Fernando Augusto Lopes
Redator e editor

Crédito: NIAID-RML / AP

A América Latina foi uma das últimas regiões a ser atingida pela pandemia do novo coronavírus, o Covid-19. Isso pode ser uma vantagem para enfrentar a crise, afinal houve tempo para se preparar, se precaver e antever medidas, baseado no que foi feito em locais como China, Coreia do Sul e Europa.

Entretanto, é preciso analisar se as medidas estão sendo tomadas para que os países não cheguem ao caos enfrentado pela Itália, França, Espanha e, provavelmente, a Inglaterra.

“Chegar a uma situação como a da Itália ou da Espanha seria algo muito dramático e catastrófico, e não podemos descartar que pode acontecer”, diz Marcos Espinal, diretor do Departamento de Doenças Transmissíveis e Determinantes Ambientais da Organização Pan-Americana da Saúde (OPAS) à BBC News Mundo.

“Os sistemas de saúde devem se preparar para o pior cenário”, acrescenta.

Deve-se levar em conta que são países muitas vezes pobres, outros emergentes, com grande desigualdade social e com infraestrutura em saúde bem precária, se comparada com os países europeus e alguns asiáticos.

Vantagens da América Latina

Segundo matéria da BBC, a América Latina leva vantagem justamente por ter sido atingida pela pandemia no fim da fila.
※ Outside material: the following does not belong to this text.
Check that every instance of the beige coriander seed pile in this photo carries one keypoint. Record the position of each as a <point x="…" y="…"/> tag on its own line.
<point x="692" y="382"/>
Ou seja, pôde olhar com antecipação o que os outros países e continente vinham fazendo para impedir que o vírus se alastrasse ainda mais.

Países como Argentina e Venezuela realmente se anteciparam e não esperam o coronavírus se espalhar para implantar medidas radicais de isolamento social e quarentena. São decisões como essas que fazem os dois países terem conseguido frear o ritmo assustador de disseminação em países vizinhos, como o Brasil.

Os números ainda crescem, mas numa velocidade menor.

Outra vantagem é saber lidar com epidemias, que são constantes em países tropicais e equatoriais.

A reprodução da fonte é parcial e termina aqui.